- The Washington Times - Monday, December 17, 2001

Two Harford County, Md., men facing first-degree murder charges for killing a burglar who broke into their warehouse are drawing national attention to their case with a Web site that asks: "When is it right to deny people their right to defend themselves?"
"Never" is the answer offered by Kenny Der and Darrell R. Kifer on their Web site at www.kennyder.org.
Mr. Der and Mr. Kifer, both 35 and of Fallston, are to be arraigned Jan. 18 in Baltimore Circuit Court on first-degree murder charges in the fatal shooting of Tygon Walker in June 2000. They shot Mr. Walker, 37, after he broke into the east Baltimore warehouse of their furniture and wood-refinishing business.
The business owners could face the death penalty, if convicted.
"It blows my mind how blatantly ridiculous it is that they got indicted [last month]," said Ken Brady, a Towson restaurateur who is listed on the Web site as the manager of the Kenny Der Legal Defense Fund.
The Web site not only seeks donations for the defense fund but also encourages visitors to write to Baltimore Mayor Martin O'Malley, who has gained statewide prominence for his anti-crime programs, and to ask: "Where is the justice when we as Americans are punished for protecting ourselves from criminals who threaten to kill us?"
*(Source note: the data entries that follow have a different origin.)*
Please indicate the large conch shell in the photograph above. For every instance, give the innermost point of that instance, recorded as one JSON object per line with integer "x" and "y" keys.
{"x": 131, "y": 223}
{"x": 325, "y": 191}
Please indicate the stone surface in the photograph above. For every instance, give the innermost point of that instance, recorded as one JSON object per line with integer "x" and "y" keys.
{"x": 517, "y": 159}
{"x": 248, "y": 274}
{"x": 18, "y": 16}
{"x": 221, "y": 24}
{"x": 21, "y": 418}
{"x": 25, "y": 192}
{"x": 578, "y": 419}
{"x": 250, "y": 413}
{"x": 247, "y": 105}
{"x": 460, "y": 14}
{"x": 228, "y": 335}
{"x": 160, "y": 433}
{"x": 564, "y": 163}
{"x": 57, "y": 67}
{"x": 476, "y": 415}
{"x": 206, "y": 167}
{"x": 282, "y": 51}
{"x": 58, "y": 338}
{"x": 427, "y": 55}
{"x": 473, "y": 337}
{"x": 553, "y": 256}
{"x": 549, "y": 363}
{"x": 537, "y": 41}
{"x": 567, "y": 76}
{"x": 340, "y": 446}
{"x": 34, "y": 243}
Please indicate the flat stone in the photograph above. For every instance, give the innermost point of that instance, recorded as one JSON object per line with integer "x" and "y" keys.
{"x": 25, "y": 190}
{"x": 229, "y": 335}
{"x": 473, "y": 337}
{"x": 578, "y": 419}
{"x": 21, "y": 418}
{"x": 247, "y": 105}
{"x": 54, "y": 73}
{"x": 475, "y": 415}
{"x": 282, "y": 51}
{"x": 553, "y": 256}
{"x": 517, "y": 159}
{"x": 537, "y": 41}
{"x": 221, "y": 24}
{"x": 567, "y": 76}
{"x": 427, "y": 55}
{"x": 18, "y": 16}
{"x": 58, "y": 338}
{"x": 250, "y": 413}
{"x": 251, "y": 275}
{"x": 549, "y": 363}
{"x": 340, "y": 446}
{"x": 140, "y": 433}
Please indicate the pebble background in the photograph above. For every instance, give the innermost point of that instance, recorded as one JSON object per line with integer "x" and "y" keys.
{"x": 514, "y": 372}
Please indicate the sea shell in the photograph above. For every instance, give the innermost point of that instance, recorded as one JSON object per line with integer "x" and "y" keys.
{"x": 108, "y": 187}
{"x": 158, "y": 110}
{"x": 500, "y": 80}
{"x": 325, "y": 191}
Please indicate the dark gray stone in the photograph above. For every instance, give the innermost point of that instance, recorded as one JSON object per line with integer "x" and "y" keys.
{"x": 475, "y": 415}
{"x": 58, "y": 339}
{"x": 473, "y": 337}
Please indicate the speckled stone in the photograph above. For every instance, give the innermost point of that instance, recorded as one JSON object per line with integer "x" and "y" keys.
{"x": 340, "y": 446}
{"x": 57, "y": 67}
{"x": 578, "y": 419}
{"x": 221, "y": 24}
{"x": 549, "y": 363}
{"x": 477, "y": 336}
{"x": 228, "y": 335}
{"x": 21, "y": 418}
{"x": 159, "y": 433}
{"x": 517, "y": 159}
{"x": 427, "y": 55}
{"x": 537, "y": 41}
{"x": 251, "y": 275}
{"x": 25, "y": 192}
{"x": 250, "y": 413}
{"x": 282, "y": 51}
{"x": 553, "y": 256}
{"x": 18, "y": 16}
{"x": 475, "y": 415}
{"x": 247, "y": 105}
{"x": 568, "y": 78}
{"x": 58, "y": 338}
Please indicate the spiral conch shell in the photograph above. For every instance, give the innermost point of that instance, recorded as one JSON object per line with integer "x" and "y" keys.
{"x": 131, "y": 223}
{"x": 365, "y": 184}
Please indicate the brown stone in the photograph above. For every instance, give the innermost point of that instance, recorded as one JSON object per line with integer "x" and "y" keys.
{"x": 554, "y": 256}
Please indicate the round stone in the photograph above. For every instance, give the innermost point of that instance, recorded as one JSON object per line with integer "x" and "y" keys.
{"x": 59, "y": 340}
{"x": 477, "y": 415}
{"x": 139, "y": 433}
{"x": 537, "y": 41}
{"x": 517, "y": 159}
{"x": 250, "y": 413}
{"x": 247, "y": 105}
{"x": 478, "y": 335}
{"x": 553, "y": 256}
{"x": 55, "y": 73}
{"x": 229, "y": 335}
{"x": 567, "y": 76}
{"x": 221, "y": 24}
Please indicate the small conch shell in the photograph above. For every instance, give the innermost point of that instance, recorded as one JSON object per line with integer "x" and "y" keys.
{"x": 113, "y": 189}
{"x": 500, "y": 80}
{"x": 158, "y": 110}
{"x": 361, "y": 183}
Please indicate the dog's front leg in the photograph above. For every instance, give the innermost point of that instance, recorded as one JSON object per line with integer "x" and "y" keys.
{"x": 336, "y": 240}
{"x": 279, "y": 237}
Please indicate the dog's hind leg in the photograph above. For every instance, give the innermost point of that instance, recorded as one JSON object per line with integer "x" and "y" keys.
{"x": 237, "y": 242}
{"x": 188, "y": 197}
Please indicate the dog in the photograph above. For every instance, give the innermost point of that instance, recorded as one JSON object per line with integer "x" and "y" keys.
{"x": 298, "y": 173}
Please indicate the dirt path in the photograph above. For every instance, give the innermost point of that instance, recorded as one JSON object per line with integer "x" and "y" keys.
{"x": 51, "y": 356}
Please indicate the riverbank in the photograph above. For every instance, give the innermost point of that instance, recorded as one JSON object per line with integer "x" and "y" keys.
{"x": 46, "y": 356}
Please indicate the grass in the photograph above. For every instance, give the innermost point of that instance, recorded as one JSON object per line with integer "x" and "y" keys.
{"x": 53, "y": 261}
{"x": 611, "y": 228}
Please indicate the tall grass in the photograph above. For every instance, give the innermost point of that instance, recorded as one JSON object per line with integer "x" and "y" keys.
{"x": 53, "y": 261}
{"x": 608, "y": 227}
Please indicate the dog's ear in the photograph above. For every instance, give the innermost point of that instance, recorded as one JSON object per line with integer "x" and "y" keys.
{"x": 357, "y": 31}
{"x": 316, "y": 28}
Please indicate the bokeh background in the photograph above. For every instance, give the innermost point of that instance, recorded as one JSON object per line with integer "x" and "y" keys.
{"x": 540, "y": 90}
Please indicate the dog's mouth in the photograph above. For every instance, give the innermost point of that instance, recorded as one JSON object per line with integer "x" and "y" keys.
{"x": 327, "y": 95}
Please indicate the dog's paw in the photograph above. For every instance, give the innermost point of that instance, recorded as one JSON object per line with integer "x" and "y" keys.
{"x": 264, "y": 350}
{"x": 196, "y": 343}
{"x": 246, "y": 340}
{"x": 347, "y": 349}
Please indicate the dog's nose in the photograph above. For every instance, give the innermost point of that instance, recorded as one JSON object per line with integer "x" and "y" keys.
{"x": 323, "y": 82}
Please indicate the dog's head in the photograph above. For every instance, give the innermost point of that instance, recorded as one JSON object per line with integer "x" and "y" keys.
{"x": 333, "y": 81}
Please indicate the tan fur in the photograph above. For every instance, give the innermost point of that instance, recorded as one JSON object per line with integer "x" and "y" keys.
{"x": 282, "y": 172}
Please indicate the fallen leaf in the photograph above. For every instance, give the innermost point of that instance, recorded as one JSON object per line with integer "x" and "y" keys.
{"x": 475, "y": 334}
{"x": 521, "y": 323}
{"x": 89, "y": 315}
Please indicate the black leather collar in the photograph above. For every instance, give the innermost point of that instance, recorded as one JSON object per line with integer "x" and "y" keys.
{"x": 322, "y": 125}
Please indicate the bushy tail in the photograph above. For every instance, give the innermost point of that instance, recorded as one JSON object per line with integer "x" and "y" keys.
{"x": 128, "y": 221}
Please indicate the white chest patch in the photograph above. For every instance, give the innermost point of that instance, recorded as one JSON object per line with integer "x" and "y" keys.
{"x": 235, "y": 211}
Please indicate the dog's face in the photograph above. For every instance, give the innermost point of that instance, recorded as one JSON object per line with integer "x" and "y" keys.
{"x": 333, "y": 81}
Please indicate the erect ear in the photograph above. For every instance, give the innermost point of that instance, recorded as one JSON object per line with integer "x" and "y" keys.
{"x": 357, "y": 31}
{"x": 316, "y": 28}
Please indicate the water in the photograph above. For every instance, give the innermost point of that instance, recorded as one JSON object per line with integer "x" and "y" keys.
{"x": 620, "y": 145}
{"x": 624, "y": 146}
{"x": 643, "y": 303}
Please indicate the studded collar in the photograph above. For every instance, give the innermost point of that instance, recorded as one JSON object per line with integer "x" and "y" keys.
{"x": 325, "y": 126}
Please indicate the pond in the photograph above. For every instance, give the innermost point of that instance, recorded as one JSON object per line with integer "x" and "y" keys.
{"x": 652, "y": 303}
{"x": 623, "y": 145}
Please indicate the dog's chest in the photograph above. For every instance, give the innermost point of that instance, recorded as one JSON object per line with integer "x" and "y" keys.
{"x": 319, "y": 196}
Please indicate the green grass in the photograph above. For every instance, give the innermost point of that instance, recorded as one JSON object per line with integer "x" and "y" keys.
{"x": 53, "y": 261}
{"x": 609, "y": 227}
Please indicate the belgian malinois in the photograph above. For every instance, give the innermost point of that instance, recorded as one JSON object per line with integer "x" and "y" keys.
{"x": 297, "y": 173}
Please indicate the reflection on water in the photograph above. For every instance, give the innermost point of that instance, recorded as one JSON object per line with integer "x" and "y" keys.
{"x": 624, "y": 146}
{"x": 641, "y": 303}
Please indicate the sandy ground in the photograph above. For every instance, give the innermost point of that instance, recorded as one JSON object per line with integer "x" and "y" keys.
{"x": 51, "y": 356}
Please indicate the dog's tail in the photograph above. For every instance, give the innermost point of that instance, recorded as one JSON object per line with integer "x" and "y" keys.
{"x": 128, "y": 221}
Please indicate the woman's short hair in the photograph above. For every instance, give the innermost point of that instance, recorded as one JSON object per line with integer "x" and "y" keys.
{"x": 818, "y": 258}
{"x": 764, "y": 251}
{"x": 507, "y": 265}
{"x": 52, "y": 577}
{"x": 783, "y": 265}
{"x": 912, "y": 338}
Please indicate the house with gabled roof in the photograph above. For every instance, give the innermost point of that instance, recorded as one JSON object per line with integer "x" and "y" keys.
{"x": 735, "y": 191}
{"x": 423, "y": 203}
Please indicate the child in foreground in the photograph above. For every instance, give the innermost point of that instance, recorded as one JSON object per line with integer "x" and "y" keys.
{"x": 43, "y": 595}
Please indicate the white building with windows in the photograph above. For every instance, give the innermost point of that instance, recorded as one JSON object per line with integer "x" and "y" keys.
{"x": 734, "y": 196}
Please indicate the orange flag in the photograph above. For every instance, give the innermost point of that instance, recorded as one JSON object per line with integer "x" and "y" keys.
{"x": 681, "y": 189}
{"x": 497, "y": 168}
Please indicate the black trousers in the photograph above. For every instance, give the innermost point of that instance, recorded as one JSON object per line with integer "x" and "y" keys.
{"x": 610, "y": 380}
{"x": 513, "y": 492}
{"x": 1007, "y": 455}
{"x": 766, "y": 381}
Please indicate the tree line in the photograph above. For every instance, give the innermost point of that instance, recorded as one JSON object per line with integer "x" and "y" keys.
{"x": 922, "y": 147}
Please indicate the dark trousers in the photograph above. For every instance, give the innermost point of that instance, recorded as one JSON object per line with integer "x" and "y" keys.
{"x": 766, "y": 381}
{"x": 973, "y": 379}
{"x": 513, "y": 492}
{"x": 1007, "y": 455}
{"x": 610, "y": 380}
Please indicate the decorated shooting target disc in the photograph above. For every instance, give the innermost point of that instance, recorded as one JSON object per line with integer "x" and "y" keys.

Mr. Der's attorney, Joseph Murtha, said a similar Web site for one of his famous clients, Linda R. Tripp, raised hundreds of thousands of dollars for the former Pentagon worker who secretly recorded former White House intern Monica Lewinsky talking about her affair with President Clinton.
Maryland State's Attorney Patricia C. Jessamy said she has received "a few letters" about the case but that they won't affect the decision to prosecute the two men as criminals.
Mr. Walker had a criminal record of breaking and entering in Baltimore. Police records show he was convicted of felony theft in 1994.
Mr. Murtha said his clients shot and killed Mr. Walker with a shotgun and a pistol, both of which were legally registered. Shortly after the shooting, Mr. Der and Mr. Kifer called 911 and told police someone had entered their business armed with a hammer.
"Darrell Kifer and Kenny Der killed in self-defense. It would be wrong to convict people that aren't criminals," Mr. Murtha said.
Miss Jessamy calls the two businessmen criminals.
"We have a comprehensive strategy in Baltimore for dealing with crimes with guns and reducing gun violence," Miss Jessamy said. "The killing [of Mr. Walker] was not a typical street crime, but it is a crime that needs to be prosecuted."
Miss Jessamy said the two are being prosecuted because evidence convinced a Baltimore grand jury that they may be guilty of murder.
"The situation and facts weighed heavily on the minds of the grand jury, I'm sure," she said.
Mr. Murtha cited a similar case that played out in March in Baltimore County to support his contention. A grand jury let two brothers Dominic "Tony" and Matthew Geckle off the hook after they killed an unarmed man and injured two others who broke into their concrete plant.
The Geckle brothers had endured a string of late-night break-ins at their Glyndon business and were guarding it on a hunch the burglars might return. A grand jury ruled the brothers were protected from prosecution under self-defense.
"There are definitely things that distinguish my clients' case from that case," Mr. Murtha said. "The Geckle brothers were lying in wait for the burglars; Darrell and Kenny were literally working."
Mr. Brady, who owns a franchise restaurant where Mr. Der and Mr. Kifer were regular late-night customers, said the men told him their warehouse had been broken into several times.
On the night of the killing, "my friends were hustling on deadline to complete a refinishing project that was due to a customer the next day," he said.
A source close to the case who asked not to be identified suggested that race may be a key factor in why the men are being tried for murder.
Mr. Der is the eldest son of two Chinese immigrants, Mr. Kifer is white, and Mr. Walker was black. Everyone involved in the Geckle case, including the man who died, was white.
But Miss Jessamy said "race has had nothing to do with this."
A sister of the man killed by the Geckle brothers told the Baltimore Sun last week that the two cases show that, in Maryland, justice depends on where you live.
In Greenbelt, an armed robbery suspect died Tuesday after he was shot by a gas station owner. On Friday, four members of a band of armed thieves were arrested after a pedestrian in Langley Park was stabbed to death and a McDonald's restaurant manager was shot and killed in Lanham.